In early 2019 I became a founding member of the Southeast Ohio chapter of the Democratic Socialists of America, and I participated in the campaign to prevent the Athens County Board of Elections from reducing the number of polling stations and moving some to less accessible locations.
Finally, in March of this year, I announced my campaign for Mayor of Athens in order to restore and expand local democracy, to defeat local slumlords and self-serving politicians, and to win the Athens that students, workers, and struggling young families deserve.
I am not a career politician attempting to use Athens as my personal stepping stone to power. My goal in life is not to gain as much personal comfort as I can in exchange for maintaining the status quo. Instead, for my entire adult life I have shown an unwavering commitment to fighting for a better world. If you elect me Mayor, you can trust I’ll not only continue that work but do it more successfully than ever before.
Above left: Damon Krane (in red shirt) participates with 1,000 other Athenians in the March 19, 2003 anti-war sit-in at Court & Union on the day of the US invasion of Iraq.
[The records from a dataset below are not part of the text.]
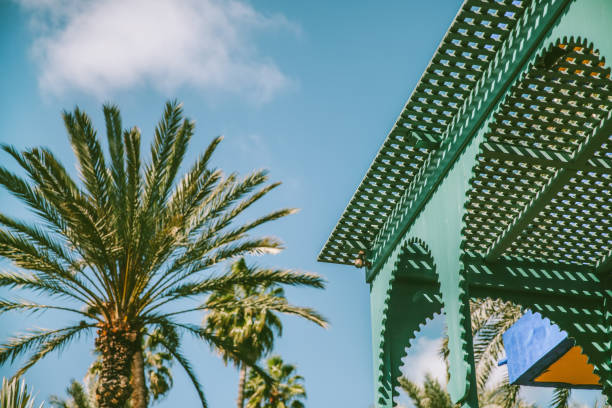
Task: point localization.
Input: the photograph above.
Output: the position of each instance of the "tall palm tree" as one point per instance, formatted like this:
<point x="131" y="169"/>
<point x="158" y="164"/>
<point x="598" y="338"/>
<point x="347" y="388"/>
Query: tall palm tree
<point x="15" y="394"/>
<point x="430" y="395"/>
<point x="252" y="328"/>
<point x="286" y="391"/>
<point x="80" y="397"/>
<point x="490" y="319"/>
<point x="126" y="246"/>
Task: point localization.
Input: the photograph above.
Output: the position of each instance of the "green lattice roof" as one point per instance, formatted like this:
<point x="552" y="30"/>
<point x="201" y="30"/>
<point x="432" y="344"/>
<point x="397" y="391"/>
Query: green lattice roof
<point x="543" y="183"/>
<point x="469" y="46"/>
Above right: Krane is arrested for refusing to comply with the police order to vacate the street.
Below: Damon Krane leads a November 2, 2005 anti-war demonstration to disrupt recruitment for the wars on Iraq and Afghanistan at the US Armed Forces Recruitment Center in Athens.
Above: Cover of two of the roughly 60 issues of The InterActivist published between 2003 and 2015.
Below: Damon Krane with numerous InterActivist staff members during his tenure as the magazine Project Coordinator and Editor in Chief, and the Executive Director of its lead publishing organization, People Might, from 2005 - 2008.
Damon Krane and his wife, film scholar Ece Üçoluk Krane, working the Hot Potato Food Truck at the 2017 grand opening party of Ohio is Home / Redtail Design Company at ACEnet.
Damon Krane conducts a People Might workshop on community organizing for OU campus activists in 2007.